Functional single-cell genomics of human cytomegalovirus infection

The complex life cycle of herpesviruses is orchestrated by the interplay of host factors and hundreds of viral genes. Understanding how they work together and how perturbations of viral and host factors impact infection represents both a fundamental problem in virology and the basis for designing antiviral interventions. Here, we use CRISPR screening to study infection of human cytomegalovirus (HCMV) in primary cells, comprehensively defining the functional contribution of each viral and host factor. We then record the transcriptomes of tens of thousands of single cells, and monitor how genetic perturbation of critical host and viral factors alters the timing, course, and progression of infection.

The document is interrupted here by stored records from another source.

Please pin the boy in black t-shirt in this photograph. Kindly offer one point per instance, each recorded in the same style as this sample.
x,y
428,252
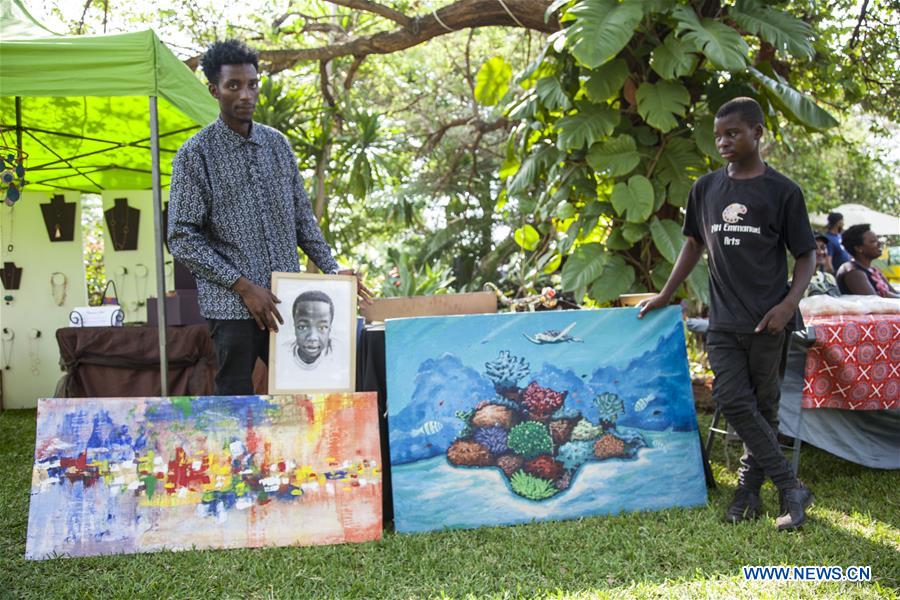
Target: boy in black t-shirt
x,y
745,215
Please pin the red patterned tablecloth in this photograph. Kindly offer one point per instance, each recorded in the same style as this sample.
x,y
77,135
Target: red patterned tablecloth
x,y
854,364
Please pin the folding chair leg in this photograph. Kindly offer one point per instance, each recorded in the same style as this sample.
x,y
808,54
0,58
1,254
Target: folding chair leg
x,y
714,429
795,450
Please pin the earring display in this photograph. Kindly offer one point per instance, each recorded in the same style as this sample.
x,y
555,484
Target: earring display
x,y
34,356
141,274
12,170
7,338
122,222
7,220
59,287
11,276
59,218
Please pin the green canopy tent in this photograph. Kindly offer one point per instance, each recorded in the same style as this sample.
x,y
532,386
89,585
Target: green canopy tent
x,y
95,113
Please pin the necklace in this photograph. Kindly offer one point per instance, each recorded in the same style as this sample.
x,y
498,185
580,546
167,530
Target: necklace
x,y
7,338
141,273
34,357
59,287
121,277
59,207
7,237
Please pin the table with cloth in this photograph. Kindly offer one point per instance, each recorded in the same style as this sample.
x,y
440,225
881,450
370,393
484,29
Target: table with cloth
x,y
842,394
854,364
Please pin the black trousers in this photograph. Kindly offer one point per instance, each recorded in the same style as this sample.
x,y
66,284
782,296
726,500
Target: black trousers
x,y
238,344
748,369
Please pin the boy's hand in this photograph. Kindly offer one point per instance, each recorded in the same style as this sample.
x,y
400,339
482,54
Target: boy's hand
x,y
260,302
364,293
778,316
657,301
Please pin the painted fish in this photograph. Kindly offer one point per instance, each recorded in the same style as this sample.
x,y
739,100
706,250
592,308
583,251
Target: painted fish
x,y
427,428
643,402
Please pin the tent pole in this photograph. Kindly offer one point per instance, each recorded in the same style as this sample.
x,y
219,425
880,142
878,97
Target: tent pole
x,y
19,125
157,236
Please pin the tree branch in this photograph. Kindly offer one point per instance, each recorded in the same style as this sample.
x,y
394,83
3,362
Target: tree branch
x,y
462,14
862,16
378,9
351,72
480,126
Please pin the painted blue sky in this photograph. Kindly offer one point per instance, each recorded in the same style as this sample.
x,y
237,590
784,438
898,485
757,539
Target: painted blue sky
x,y
612,338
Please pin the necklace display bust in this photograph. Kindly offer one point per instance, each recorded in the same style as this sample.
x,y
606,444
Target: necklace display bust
x,y
59,218
122,222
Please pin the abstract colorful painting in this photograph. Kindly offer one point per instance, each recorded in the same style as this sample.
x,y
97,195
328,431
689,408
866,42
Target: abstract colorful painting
x,y
509,418
122,475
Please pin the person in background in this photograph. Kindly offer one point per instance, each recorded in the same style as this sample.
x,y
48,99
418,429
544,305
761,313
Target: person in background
x,y
833,234
823,281
858,276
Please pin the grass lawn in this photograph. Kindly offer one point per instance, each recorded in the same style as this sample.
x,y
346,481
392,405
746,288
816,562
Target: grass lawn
x,y
679,552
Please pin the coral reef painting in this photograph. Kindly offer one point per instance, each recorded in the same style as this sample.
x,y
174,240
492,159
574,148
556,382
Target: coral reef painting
x,y
123,475
509,418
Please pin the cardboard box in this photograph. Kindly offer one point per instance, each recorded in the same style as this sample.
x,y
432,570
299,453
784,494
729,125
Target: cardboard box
x,y
430,306
181,309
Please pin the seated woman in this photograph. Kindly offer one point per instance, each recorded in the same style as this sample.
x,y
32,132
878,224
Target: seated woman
x,y
858,276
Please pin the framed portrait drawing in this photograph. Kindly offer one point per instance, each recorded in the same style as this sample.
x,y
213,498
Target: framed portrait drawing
x,y
315,349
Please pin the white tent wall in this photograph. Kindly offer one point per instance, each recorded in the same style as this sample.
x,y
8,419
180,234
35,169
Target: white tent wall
x,y
34,361
134,271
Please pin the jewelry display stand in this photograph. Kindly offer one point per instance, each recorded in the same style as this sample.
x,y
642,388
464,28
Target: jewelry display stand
x,y
11,276
59,218
49,281
123,223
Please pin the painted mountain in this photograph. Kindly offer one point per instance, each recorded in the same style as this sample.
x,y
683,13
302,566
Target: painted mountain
x,y
529,413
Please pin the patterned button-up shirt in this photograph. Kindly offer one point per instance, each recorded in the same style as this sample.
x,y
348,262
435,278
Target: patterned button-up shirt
x,y
237,207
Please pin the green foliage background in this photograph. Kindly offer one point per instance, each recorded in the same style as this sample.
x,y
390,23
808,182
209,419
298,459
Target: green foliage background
x,y
505,155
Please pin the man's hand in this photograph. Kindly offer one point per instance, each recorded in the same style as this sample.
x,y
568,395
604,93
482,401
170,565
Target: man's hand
x,y
657,301
365,295
260,302
777,317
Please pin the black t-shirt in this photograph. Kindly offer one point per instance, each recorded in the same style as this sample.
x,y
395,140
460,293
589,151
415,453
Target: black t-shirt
x,y
745,225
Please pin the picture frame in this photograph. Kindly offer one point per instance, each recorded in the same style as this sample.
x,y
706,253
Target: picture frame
x,y
325,359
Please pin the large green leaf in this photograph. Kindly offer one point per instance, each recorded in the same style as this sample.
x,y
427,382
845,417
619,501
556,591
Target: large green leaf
x,y
706,139
591,123
527,237
634,232
667,238
617,241
606,81
616,279
679,162
531,167
674,58
660,274
616,156
633,200
659,102
600,29
698,281
551,94
784,31
492,81
721,44
583,266
796,106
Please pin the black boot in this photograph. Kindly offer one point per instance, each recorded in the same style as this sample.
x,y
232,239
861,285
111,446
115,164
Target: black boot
x,y
745,506
794,503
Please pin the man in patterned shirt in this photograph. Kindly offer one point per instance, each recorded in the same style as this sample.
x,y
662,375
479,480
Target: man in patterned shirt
x,y
237,212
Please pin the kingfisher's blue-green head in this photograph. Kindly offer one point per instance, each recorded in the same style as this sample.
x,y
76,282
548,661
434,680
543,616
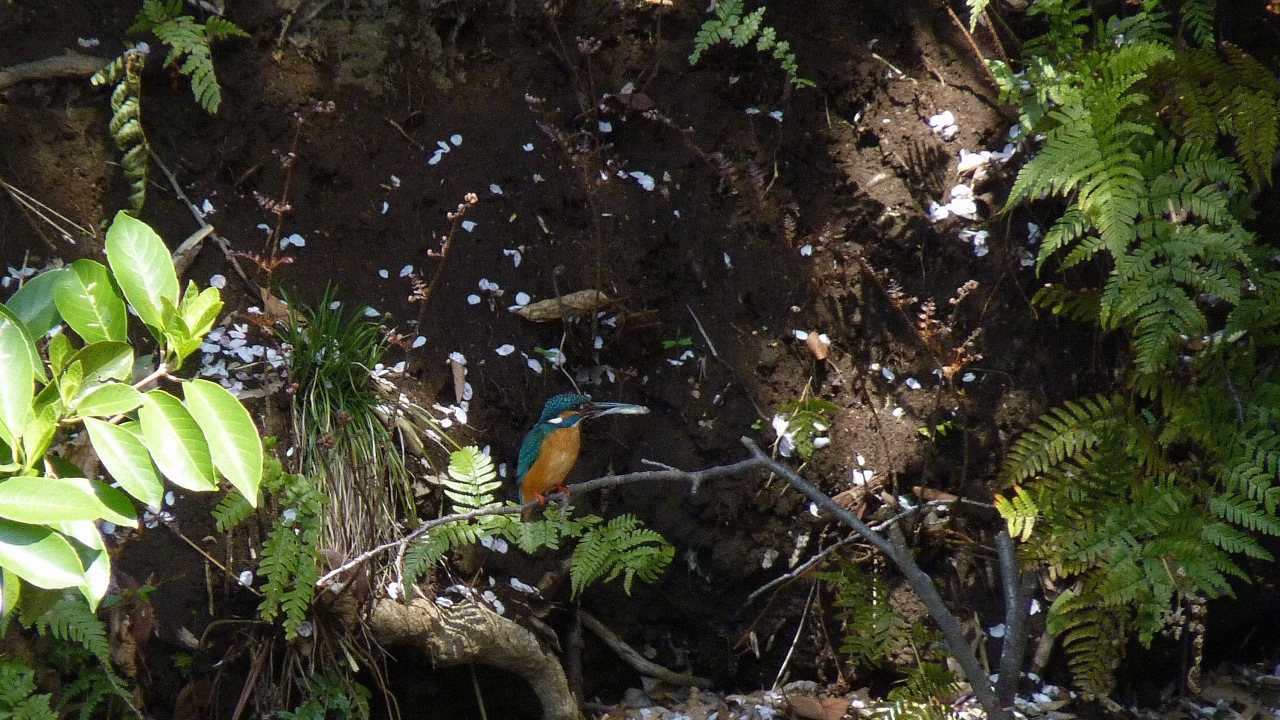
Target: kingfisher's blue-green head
x,y
568,409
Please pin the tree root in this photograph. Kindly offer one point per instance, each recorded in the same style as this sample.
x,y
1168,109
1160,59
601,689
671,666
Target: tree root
x,y
469,632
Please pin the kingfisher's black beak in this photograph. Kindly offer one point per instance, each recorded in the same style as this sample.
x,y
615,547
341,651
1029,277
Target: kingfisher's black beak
x,y
599,409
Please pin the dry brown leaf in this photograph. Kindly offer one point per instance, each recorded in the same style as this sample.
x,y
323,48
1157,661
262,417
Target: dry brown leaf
x,y
580,302
931,495
818,707
819,349
275,309
460,379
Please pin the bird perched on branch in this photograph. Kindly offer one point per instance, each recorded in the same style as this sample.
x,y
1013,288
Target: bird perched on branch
x,y
551,449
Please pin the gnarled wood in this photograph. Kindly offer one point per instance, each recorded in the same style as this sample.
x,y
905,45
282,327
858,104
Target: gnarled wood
x,y
469,632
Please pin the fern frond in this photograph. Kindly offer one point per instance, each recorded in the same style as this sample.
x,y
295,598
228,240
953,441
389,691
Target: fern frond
x,y
1061,433
472,481
618,547
126,124
231,511
18,697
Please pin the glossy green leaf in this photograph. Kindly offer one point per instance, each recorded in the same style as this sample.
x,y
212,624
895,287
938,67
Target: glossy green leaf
x,y
231,432
10,593
90,302
178,446
40,556
105,361
142,267
36,361
39,434
35,304
106,400
41,501
94,557
17,379
59,350
127,460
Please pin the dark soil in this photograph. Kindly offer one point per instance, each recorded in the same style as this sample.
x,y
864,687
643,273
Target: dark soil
x,y
753,228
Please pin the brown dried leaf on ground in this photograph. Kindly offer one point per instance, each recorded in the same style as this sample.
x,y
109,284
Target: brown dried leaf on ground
x,y
580,302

We find that normally, the large majority of cells follow a stereotypical transcriptional trajectory. Perturbing critical host factors does not change this trajectory per se, but can either stall, delay or accelerate progression along the trajectory, allowing us to pinpoint systematically the stage of infection at which each host factor acts. Conversely, perturbation of viral factors can create distinct abortive trajectories. Our results reveal a dichotomy between the roles of host and viral factors and more generally provide a road map for functional dissection of host-pathogen interactions. Overall design: This repository includes six individual experiments, all conducted in human foreskin fibroblasts (HFFs) infected with human cytomegalovirus (HCMV). (1) A pooled CRISPR nuclease (CRISPRn) screen with a library tiling the entirety of the HCMV genome, identifying viral factors that affect survival of infected cells. (2) A pooled CRISPR interference (CRISPRi) screen with a human genome-wide library, identifying host factors that affect survival of infected cells. (3) A pooled CRISPR nuclease (CRISPRn) screen with a human genome-wide library, identifying host factors that affect survival of infected cells. (4) A time course of HCMV infection in genetically unperturbed fibroblasts, recorded by single-cell RNA sequencing. (5) A pooled single-cell CRISPRi experiment (CRISPRi Perturb-seq) targeting host factors, recorded by single-cell RNA sequencing. (6) A pooled single-cell CRISPRn experiment (CRISPRn Perturb-seq) targeting both viral and host factors, recorded by single-cell RNA sequencing.